As an income-driven investor who is highly attracted to a number of higher-yielding names, I've decided to shift my focus to the timber REIT sector, and highlight a number of reasons behind my decision to remain long on shares of Plum Creek Timber (NYSE:PCL).
With its operations based in Seattle, Washington, Plum Creek Timber, Inc. is a publicly owned real estate investment trust (REIT) that owns and manages timberlands in the United States. Its primary products include lumber, plywood, medium density fiberboard and related by-products, such as wood chips, and a number of its ancillary operations also focus on mineral extraction and the production, communication and transportation of natural gas.
Recent Performance And Trend Behavior
On Friday, shares of PCL, which currently possess a market cap of $7.21 billion, a forward P/E ratio of 24.92, and a dividend yield of 4.33% ($1.76), settled at a price of $40.69/share.
Based on their closing price of $40.69/share, shares of PCL are trading 2.53% below their 20-day simple moving average, 3.72% below their 50-day simple moving average, and 8.45% below their 200-day simple moving average. It should be noted that these numbers indicate a short-term and mid-to-long term downtrend for the stock, which generally translates into a selling mode for most near-term traders and many long-term investors.
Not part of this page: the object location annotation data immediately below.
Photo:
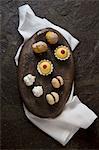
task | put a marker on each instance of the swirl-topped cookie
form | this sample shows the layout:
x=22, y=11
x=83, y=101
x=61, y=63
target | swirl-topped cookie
x=45, y=67
x=62, y=52
x=46, y=96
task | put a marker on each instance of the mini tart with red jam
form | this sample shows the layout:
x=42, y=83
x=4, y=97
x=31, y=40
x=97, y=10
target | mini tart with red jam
x=45, y=67
x=62, y=52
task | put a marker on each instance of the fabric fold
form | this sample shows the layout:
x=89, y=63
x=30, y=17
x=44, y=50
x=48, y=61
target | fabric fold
x=75, y=114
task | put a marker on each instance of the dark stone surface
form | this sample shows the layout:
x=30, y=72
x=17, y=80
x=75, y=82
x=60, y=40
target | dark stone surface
x=80, y=18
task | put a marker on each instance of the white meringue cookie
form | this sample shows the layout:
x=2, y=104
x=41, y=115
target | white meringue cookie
x=37, y=91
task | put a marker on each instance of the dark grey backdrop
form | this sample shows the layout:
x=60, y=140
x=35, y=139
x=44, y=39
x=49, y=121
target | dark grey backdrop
x=80, y=18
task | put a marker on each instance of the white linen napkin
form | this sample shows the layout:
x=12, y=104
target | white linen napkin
x=75, y=114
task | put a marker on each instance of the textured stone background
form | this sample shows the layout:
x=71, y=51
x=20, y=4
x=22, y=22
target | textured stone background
x=80, y=18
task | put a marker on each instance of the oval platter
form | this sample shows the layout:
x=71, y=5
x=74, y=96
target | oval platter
x=28, y=61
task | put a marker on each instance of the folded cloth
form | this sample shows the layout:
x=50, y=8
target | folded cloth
x=75, y=114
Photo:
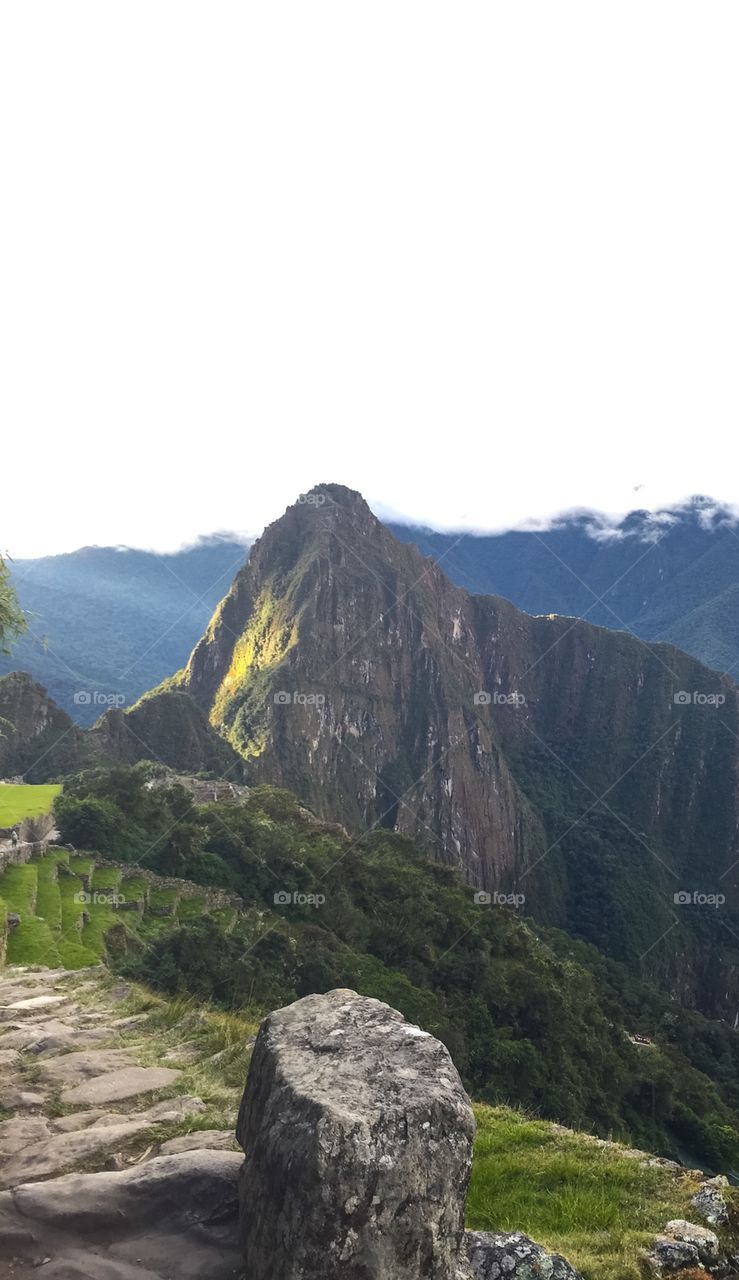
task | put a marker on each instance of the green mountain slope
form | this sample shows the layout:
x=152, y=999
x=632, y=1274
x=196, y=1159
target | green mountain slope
x=529, y=1015
x=670, y=575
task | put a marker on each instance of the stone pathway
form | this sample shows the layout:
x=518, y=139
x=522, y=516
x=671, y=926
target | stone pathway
x=118, y=1159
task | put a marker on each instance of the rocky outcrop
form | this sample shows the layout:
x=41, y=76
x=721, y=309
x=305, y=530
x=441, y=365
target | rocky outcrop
x=710, y=1201
x=40, y=741
x=684, y=1246
x=357, y=1137
x=512, y=1256
x=345, y=666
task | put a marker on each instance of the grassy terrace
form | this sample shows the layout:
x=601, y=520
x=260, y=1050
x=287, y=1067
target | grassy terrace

That being said, I actually think the recent sell-off creates a slight a buying opportunity and for those of you who may in the market for a timber-based REIT that offers a 4%+ yield, this may very well be a solid pick to add to your portfolio especially before the company announces its upcoming quarterly results on April 28th.
A Look Ahead To Plum Creek's Upcoming Earnings
When it comes to the company's upcoming earnings, there are a number of things potential investors should consider. For example, analysts are currently calling for PCL to earn $0.16/share in terms of FFO (which is $0.15/share lower than the company had reported during Q4 2013 and $0.19/share lower than the company had reported during Q1 2013). In order to meet and/or exceed its quarterly FFO estimates, I'd like to see an increase in the company's EBITDA (within the range of 2.5% on the low side and 5% or more on the high side), a fair increase in operating income (+1.5% on the low side and +3.3% or more on the high side), and lastly an increase in the company's overall operating profit as contributed by each of its four segments (in this particular breakdown I'm looking for an average +2% increase on the low side across all four segments and an average +3.75% or more on the high side across all four segments). If the above mentioned criteria is met and or exceeded, there's a very good chance that current FFO estimates could come in-line or may even be surpassed.
Plum Creek's Recent Dividend Behavior Could Be Enhanced If Earnings Growth Strengthens Over The Next 6-12 Months
Since February 15, 2012, the company has increased its quarterly distribution once over the past 24 months (including the company's most recent increase that was announced on May 15, 2013) which translates into an average annual dividend growth rate over that particular period of approximately 4.76%. From an income perspective, the company's forward yield of 4.33% ($1.76) coupled with its 24-month dividend behavior certainly make this particular stock a very viable income option for long-term investors in search of a higher-yielding timber play.
If the company's FFO can demonstrate a steady uptrend over the next 6-12 months, there's a fairly reasonable chance the company's quarterly dividend could see an increase of at least $0.02/share within that timeframe.
For those of you who may be considering a position in Plum Creek Timber, I strongly recommend keeping a close eye on the company's recent trend performance, its ability to continue to maintain its dividend, and its ability to continue to enhance shareholder value over the next 12-24 months, as each of these factors could play a role in the company's long-term growth.
Disclosure: I am long PCL. I wrote this article myself, and it expresses my own opinions. I am not receiving compensation for it (other than from Seeking Alpha). I have no business relationship with any company whose stock is mentioned in this article.